Chocolate tree frog

Scientific classification
- Kingdom: Animalia
- Phylum: Chordata
- Class: Amphibia
- Order: Anura
- Family: Pelodryadidae
- Genus: Pelodryas
- Species: P. mira
- Binomial name: Pelodryas mira Oliver, Rittmeyer, Torkkola, Donnellan, Dahl & Richards, 2021 "2020"

= Chocolate tree frog =

- Genus: Pelodryas
- Species: mira
- Authority: Oliver, Rittmeyer, Torkkola, Donnellan, Dahl & Richards, 2021 "2020"

Frog endemic to New Guinea

The chocolate tree frog (Pelodryas mira) is a species of arboreal frog in the family Pelodryadidae.

It was discovered in New Guinea in 2021 by a research team led by Griffith University.

==Taxonomy and systematics==
It is likely that both the chocolate frog and the Australian green tree frog were derived from a common ancestor when Australia and New Guinea were linked by land about 2.6 million years ago.
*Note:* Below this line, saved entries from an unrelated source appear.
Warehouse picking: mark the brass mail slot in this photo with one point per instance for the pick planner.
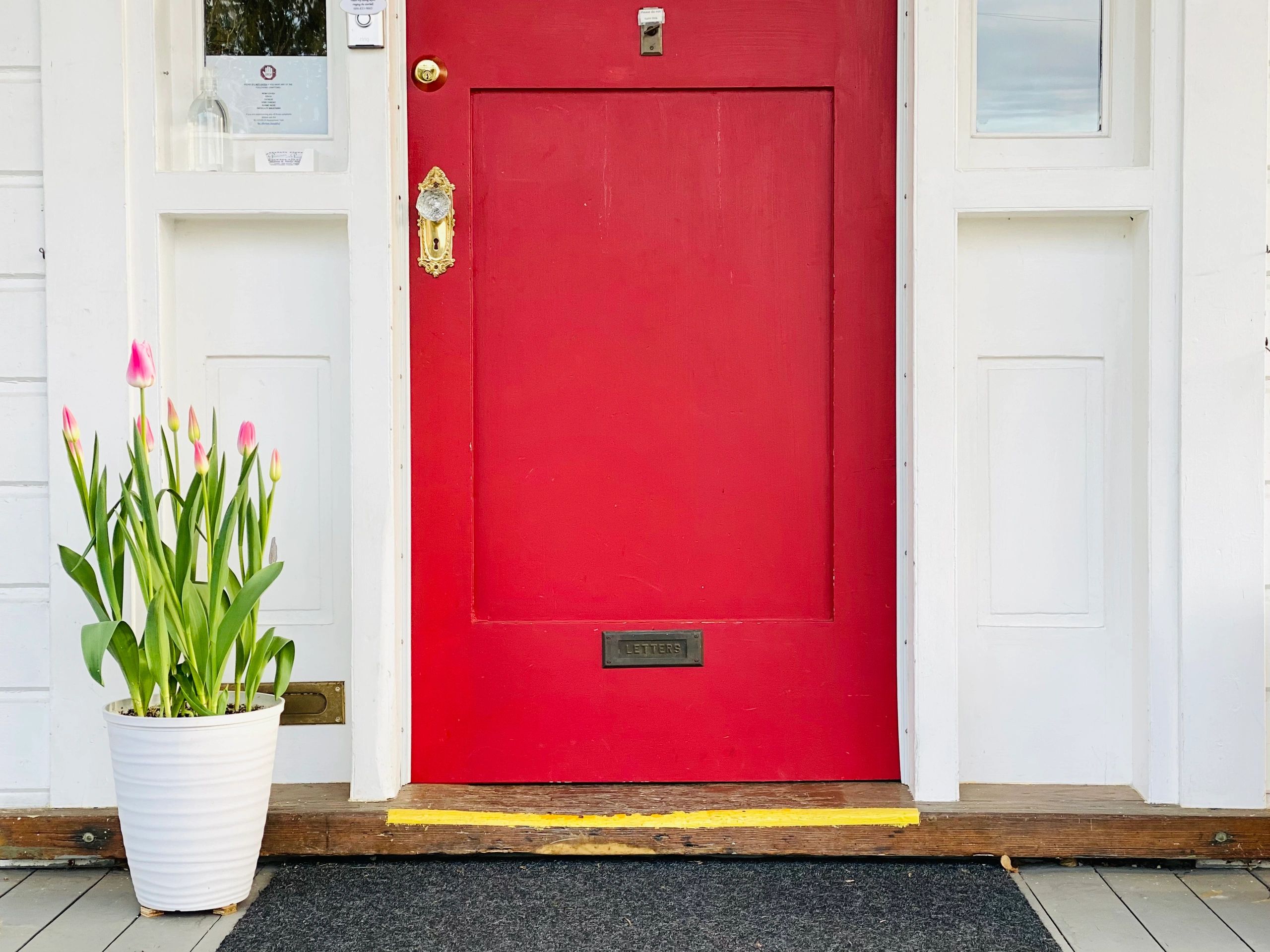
(653, 649)
(313, 701)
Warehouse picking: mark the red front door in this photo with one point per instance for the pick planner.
(656, 394)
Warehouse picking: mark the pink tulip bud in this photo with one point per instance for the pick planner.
(149, 434)
(201, 465)
(141, 366)
(247, 437)
(70, 427)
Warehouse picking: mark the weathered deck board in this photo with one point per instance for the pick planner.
(1178, 919)
(1023, 822)
(1240, 899)
(39, 900)
(12, 878)
(1086, 912)
(175, 932)
(94, 921)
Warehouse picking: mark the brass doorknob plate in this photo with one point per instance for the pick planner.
(436, 209)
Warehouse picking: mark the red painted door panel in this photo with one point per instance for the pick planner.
(656, 391)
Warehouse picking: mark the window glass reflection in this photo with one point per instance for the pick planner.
(1039, 66)
(266, 27)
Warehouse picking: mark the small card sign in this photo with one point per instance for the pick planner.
(284, 160)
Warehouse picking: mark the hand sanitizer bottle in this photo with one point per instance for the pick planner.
(209, 127)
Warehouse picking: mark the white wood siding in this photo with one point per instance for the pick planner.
(23, 418)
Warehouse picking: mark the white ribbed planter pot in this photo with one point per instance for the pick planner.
(193, 794)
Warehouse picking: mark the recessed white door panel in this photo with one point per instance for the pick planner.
(1040, 480)
(1048, 437)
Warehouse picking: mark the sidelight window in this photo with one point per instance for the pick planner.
(1039, 66)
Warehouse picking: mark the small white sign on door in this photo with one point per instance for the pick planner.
(273, 96)
(364, 7)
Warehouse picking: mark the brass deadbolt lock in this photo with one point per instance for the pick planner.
(430, 74)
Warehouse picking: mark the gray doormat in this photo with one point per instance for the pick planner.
(653, 905)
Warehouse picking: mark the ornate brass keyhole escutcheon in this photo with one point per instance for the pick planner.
(430, 74)
(436, 207)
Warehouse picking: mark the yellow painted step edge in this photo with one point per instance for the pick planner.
(679, 821)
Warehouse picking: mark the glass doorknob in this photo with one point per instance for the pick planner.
(436, 209)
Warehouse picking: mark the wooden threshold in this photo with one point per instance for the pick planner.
(698, 819)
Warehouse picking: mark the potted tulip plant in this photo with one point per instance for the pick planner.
(192, 746)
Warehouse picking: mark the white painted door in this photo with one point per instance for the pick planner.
(257, 325)
(1049, 457)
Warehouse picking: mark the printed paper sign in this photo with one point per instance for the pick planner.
(273, 96)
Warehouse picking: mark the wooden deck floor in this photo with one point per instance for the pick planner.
(1086, 908)
(1147, 909)
(740, 819)
(94, 910)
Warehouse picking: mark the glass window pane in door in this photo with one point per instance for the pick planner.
(270, 59)
(1039, 66)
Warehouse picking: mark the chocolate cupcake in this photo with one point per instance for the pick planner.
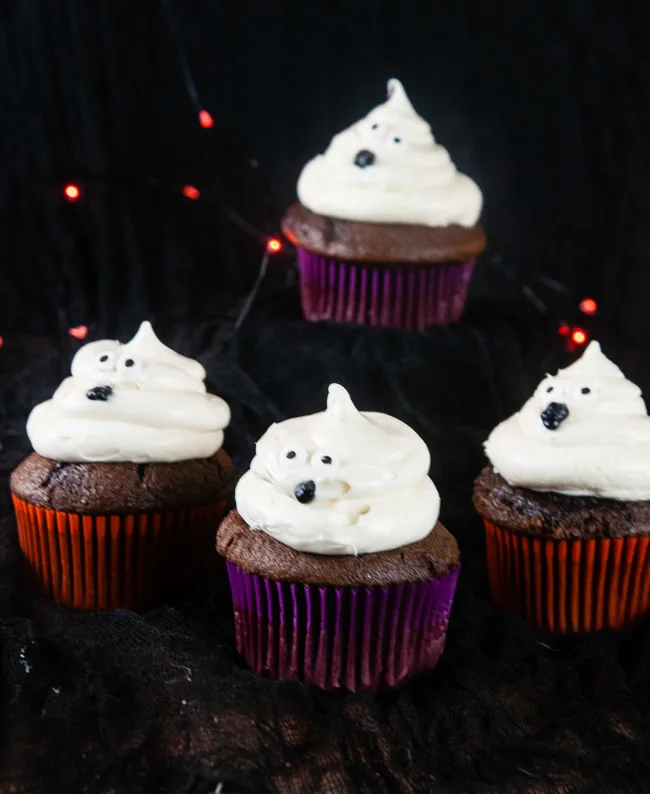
(385, 227)
(566, 501)
(341, 574)
(117, 505)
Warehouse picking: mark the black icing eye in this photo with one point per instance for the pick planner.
(127, 364)
(106, 360)
(325, 460)
(293, 455)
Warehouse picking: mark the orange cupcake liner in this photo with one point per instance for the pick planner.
(569, 586)
(117, 561)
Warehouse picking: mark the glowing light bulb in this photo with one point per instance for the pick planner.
(205, 120)
(189, 191)
(588, 306)
(79, 331)
(71, 192)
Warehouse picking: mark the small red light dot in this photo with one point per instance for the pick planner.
(588, 306)
(71, 192)
(205, 120)
(189, 191)
(79, 331)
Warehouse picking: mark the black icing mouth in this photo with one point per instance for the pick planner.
(364, 158)
(305, 492)
(553, 415)
(101, 393)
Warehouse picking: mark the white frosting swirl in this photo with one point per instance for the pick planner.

It was named mira (meaning surprised or strange in Latin) because of the surprising nature of the discovery, and its chocolate-brown skin.

==Description==
Ranoidea mira bears a close resemblance with the Australian green tree frog. They both look similar apart from their skin color. Ranoidea mira has a combination of webbing on hand, large size, limbs that are relatively short and robust as well as small violet patch of skin present on the edges of its eyes. It is a little smaller than the Australian green tree frog, at between 7 cm and 8 cm when fully mature.

==Distribution and habitat==
The chocolate tree frog is endemic to New Guinea.